Tuesday, July 28, 2009

A future blogger among us?

I think Isabelle will have a blog someday.
As in, she asked me the other day, "Mommy? When will I be old enough to start a blog?"
I fielded that question by telling her she has to learn how to type first.

Lately, I have to go searching for my camera because Isabelle has taken off with it into the backyard or somewhere in the house to photograph the animals.

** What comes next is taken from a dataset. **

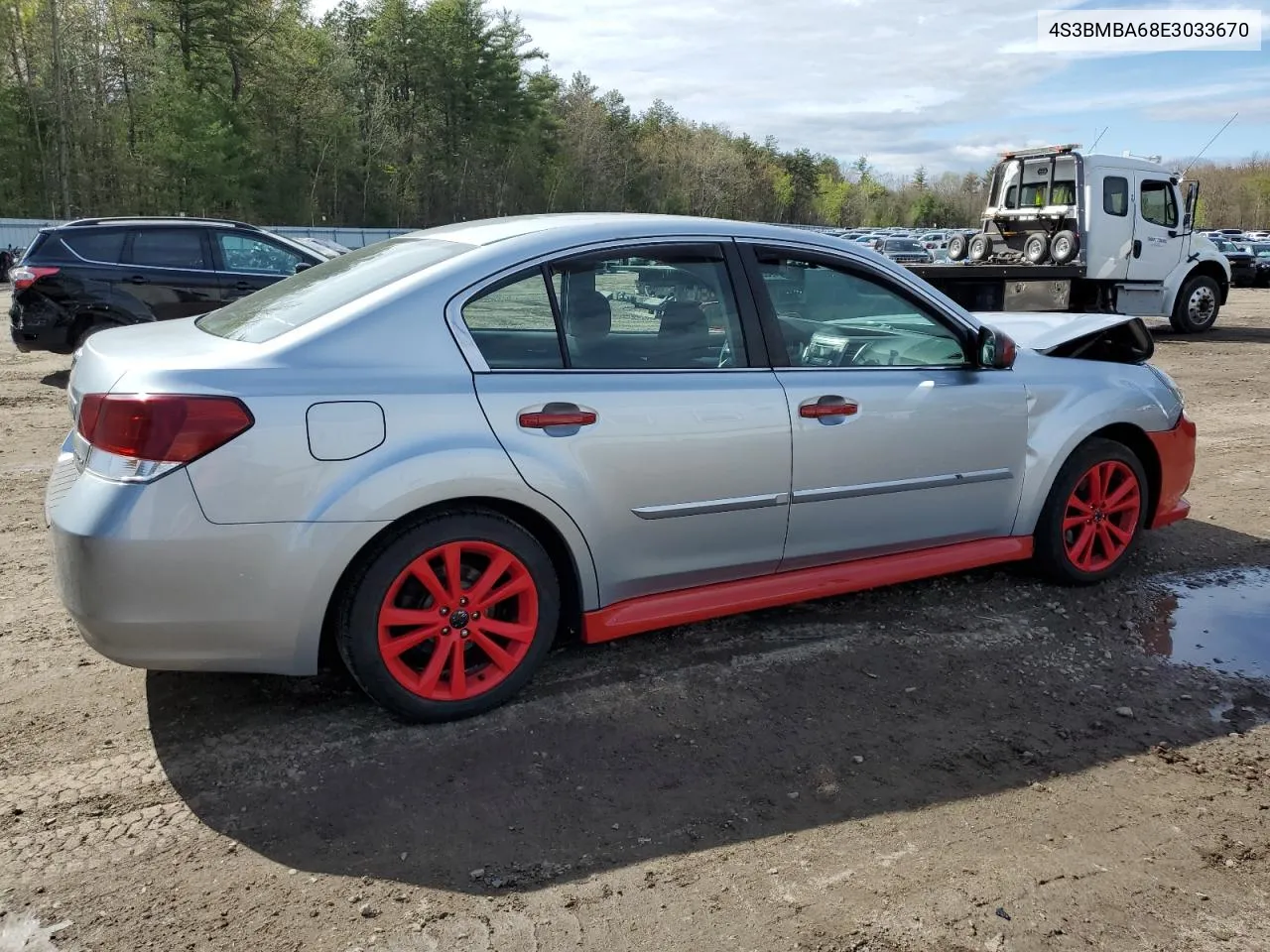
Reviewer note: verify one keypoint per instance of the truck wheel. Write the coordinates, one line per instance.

The following photos were taken by Isabelle, my 7 year old:

A male American Goldfinch noodling under a sunflower:
Goldfinch by Isabelle

Mommy, Pandora and Nellie:
Nellie and me

*I was especially proud of her for this one*
White-breasted Nuthatch IN FLIGHT:
Nuthatch in flight by Isabelle

And Powder, doing her "FizzGig" impression:
Powder YAWN

This is Fizzgig, if you are rusty on your "Dark Crystal" characters:

And a few photos from me:
Angel the Screech Owl at today's program at Imago, for a young photographer's club:
Angel at Imago
Perfect light, perfect bird. If we ignore that tiny tuft of Astro-Turf, we can pretend she is once again a wild owl.

This was weird.
Strolling the yard, I saw what I thought was some cool fungus in a pine tree:
Deer Vertebrae in the tree

Nope. That's not fungus. That's a deer vertebra. In a tree.

I had to laugh when I realized how it got there.
The remains of the skeleton we found here are still buried under the weeds, and I assume that when the body was still fresh, some critter pulled a vertebra into the tree for a meal.
Looking at the picture, I think that the branch is growing through the vertebra! Makes sense, since it has been hanging there for about 3 years.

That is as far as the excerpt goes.